Kenyans to wait longer for passports over shortage of booklets


Immigration department says they are grappling with shortage of booklets and are in urgent need of Sh150 million to purchase booklets for printing passports.

Photo credit: File

Kenyans seeking passports will wait longer to get the critical travel document, with the Immigration department grappling with shortage of booklets.

Immigration and Citizen Services Director-General Alexander Muteshi said they are in urgent need of Sh150 million to purchase booklets for printing passports.

Appearing before the Senate National Security and Defence committee, Mr Muteshi said the department had requested the National Treasury to allocate them Sh300 million to digitise all its processes and services but only half of the amount has been disbursed.

This despite passport and visa issuance contributing significantly towards promotion of tourism and investment in the country, raking in about Sh500 million every month in revenue to the national government.

He said the directorate also generates additional revenue from the provision of consular services in missions abroad and from prosecution of immigration offences.

The DG decried that despite the department collecting about Sh12 billion annually in revenue, they are cash-starved and do not even have funds to buy new printers and pay its staff. “We are appealing to this committee to help push the National Treasury to release the funds so that critical service delivery can be offered,” said Mr Muteshi.

He further told the Baringo Senator William Cheptumo-led committee that the printers they currently use are old and obsolete, with a capacity of only 1,500 passports per day.

“If we buy new and modern printers, we will be able to reduce the backlog by printing 10,000 passports per day,” he said.

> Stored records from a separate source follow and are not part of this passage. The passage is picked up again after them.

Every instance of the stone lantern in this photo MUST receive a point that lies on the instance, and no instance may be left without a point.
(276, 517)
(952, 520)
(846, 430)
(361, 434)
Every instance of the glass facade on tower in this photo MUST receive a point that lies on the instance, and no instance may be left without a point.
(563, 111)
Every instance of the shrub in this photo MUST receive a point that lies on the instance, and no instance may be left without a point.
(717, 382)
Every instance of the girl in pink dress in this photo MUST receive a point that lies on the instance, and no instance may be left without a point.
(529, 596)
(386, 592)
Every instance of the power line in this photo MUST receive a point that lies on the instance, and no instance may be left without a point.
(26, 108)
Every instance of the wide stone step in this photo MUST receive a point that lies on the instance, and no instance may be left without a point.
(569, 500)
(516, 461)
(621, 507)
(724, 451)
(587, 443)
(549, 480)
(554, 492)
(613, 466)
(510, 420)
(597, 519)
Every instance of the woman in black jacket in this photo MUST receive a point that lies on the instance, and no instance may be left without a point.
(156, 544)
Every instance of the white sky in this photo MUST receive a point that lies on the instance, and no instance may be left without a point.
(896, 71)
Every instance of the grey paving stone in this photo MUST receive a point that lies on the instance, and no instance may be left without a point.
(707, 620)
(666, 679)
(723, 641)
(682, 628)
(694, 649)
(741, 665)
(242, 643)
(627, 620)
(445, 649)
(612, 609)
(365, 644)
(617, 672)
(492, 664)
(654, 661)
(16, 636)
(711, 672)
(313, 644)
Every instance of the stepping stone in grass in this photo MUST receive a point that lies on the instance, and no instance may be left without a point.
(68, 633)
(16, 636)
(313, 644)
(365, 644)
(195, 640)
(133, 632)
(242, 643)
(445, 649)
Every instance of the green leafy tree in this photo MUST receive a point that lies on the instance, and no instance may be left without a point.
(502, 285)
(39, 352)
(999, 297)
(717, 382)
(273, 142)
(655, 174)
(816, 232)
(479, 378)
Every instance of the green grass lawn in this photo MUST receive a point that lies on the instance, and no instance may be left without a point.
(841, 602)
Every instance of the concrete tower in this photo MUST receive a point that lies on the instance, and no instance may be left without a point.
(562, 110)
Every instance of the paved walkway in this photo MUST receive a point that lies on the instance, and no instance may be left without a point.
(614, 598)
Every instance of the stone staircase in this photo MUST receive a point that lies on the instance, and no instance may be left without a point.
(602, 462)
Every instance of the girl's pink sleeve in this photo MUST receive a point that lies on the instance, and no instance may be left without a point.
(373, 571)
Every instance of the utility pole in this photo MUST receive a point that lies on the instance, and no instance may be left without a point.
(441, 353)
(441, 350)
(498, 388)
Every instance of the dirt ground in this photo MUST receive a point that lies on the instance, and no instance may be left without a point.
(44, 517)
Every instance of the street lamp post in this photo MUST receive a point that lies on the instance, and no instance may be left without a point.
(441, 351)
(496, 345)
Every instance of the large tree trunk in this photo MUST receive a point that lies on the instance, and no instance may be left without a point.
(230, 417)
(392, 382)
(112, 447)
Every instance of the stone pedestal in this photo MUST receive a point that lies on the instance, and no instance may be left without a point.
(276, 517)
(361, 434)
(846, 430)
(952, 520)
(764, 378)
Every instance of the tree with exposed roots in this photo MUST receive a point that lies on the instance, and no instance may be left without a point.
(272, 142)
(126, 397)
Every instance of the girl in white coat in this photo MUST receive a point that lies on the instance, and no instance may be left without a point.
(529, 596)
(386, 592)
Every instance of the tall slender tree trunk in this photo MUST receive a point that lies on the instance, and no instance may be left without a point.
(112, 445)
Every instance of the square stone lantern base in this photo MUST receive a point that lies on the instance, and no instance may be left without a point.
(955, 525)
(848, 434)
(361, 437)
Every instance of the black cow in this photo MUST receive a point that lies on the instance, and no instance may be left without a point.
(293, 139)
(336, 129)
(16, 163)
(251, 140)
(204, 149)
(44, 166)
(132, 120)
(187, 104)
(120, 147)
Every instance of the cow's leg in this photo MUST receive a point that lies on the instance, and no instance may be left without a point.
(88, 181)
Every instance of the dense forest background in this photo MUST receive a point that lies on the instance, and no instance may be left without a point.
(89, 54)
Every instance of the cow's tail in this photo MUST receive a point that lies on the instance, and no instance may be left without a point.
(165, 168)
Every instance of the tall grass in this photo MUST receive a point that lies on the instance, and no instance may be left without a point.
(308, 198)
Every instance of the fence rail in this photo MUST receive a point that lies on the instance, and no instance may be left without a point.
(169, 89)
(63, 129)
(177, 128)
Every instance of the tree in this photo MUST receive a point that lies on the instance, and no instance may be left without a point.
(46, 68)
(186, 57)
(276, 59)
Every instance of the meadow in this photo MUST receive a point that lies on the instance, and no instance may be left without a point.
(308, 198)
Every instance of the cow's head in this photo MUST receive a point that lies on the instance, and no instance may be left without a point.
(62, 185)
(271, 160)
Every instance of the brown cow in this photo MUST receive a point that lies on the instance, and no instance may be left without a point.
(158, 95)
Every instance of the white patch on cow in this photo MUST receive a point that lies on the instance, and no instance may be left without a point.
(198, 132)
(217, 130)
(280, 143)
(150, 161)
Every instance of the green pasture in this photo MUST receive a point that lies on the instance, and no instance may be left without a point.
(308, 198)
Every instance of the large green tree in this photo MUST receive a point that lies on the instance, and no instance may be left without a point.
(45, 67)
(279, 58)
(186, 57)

On the poor working conditions of its staff, the DG revealed that Immigration officials in missions abroad are at the verge of depression owing to non-payment of their dues.

He said the department has 41 officers working across Kenya’s 31 missions abroad and some of them are on the verge of being thrown out of their houses due to lack of pay as the Exchequer is yet to release funds.

“I received a call from the Ambassador that an officer in Tel Aviv-Israel was on Tuesday last week hospitalised because of depression due to delays in payment of salary,” he said.

Meanwhile, the directorate is planning to put up an integrated border management service, digitisation, facial recognition, e-gates, passenger name record (PNR) and advance passenger indexing (API) projects.

This is in line with the country’s plan to fully migrate to the use of the new East African Community biometric e-passport, doing away with the old generation passports.

The new e-passport contains the holder’s biodata and is aimed at enhancing efficiency and remove any security loopholes.

Mr Muteshi said once a new Immigration Services Principal Secretary is sworn in, they will move with speed to enact a Migration Policy aimed at streamlining the role of immigration in national security and development.

“The draft policy has been prepared awaiting submission to Interior Cabinet Secretary Prof Kithure Kindiki,” he said.